On its return I recognised it at once; big, but not over large, red after all, definitely the book. Making no mistake this time I took note of the source and a photocopy of the poem. I looked up Yeatman and Sellar, too, for I confess their names hadn’t rung the bell of recognition. I was tickled to learn they were responsible for that famous parody of history 1066 and All That, published in 1930 and still in print!

What now, though, of their Browning parody? What does it add to my enquiry into the good news?

Let’s examine the evidence. In reverse to Browning, Yeatman and Sellar’s journey, as their title indicates, is from Aix to Ghent.

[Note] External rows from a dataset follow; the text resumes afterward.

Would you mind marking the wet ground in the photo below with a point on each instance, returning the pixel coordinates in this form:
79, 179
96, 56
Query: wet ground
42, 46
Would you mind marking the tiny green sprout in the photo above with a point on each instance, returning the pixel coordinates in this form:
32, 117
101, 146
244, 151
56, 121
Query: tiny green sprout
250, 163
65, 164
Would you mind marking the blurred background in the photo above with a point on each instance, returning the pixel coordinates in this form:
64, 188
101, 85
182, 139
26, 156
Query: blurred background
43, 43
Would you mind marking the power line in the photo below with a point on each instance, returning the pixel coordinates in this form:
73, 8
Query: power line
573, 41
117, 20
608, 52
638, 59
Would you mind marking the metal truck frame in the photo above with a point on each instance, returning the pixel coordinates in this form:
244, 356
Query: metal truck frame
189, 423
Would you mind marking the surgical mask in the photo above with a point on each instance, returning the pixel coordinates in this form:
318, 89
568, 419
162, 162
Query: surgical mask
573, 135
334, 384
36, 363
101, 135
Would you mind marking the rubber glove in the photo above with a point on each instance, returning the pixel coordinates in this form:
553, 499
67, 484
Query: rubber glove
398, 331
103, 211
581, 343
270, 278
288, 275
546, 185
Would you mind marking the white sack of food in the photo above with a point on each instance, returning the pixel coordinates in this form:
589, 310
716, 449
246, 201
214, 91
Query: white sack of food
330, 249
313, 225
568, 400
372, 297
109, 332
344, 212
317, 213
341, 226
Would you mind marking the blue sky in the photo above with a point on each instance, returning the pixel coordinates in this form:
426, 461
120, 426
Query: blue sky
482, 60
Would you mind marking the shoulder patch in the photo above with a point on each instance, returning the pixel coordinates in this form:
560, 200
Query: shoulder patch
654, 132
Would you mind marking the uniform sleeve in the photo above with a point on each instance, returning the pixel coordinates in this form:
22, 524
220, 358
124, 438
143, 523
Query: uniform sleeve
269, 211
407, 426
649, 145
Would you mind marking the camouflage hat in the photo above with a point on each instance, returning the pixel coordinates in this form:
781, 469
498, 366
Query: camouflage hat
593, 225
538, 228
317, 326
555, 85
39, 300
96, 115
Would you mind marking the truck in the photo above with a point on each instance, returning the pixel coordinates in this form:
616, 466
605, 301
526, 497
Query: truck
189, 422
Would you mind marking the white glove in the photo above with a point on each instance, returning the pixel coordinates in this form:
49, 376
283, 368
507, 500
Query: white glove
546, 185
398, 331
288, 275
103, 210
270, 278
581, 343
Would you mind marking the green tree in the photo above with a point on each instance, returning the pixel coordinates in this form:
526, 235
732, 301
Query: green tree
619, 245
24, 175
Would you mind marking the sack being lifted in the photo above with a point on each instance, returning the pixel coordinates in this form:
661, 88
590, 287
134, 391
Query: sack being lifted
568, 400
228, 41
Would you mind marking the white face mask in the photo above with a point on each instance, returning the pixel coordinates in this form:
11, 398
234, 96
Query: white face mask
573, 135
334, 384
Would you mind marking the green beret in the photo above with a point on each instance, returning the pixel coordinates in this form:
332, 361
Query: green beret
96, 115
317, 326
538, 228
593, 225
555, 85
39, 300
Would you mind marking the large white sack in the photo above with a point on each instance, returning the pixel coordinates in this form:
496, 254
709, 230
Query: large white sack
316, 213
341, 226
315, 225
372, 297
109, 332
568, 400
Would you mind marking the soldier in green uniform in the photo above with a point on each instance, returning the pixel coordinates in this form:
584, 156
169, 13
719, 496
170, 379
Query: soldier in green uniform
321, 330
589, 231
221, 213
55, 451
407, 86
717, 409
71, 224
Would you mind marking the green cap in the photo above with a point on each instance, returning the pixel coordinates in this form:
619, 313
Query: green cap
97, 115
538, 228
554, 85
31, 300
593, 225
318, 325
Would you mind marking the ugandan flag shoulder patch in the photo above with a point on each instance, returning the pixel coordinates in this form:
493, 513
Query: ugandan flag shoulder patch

As in Browning, there’s a lot of galloping too! And here “I” the narrator even “. . . ungalloped a bit” and undressed, for at one stage:

. . . I cast off my bluff-coat, let my bowler hat fall,
Took off both my boots and my trousers and all —

Worse was to come. After all the galloping, on arrival at Ghent:

. . . I had to confess that I’d gone and went
and forgotten the news I was bringing to Ghent . . .

Consequently (according to the poem’s Envoi):

. . . I sprang to a taxi and shouted “To Aix!”

whereupon the driver:

. . . blew his horn and threw off his brakes,
And all the way back till my money was spent
We rattled and rattled . . .

and they (“I” and the cabbie) rattled over and over many times back to Aix where “I” “. . . eventually sent a telegram.”!

As to its contents not a hint, for there the parody ends. Once more, after all that galloping and rattling, we, I the sleuth, you the readers, are no wiser as to what the news good and forgotten is!

Now I propose to file the case under Unsolved Mysteries, perhaps for my part not to be revisited, with this response:

This is my last chirrup:
I’ll neither spring to the stirrup
Nor to the rollocks
And at the risk of being risqué
To Joris and Dirk and Jorrocks
All three, I say “bollocks!”

Putting pique aside, in truth I have to say the ride was fun and the Good News Enquiry has served to remind me of an abiding pleasure, that one learned early, my good news confirmed: the discovery that there’s no end to discovering.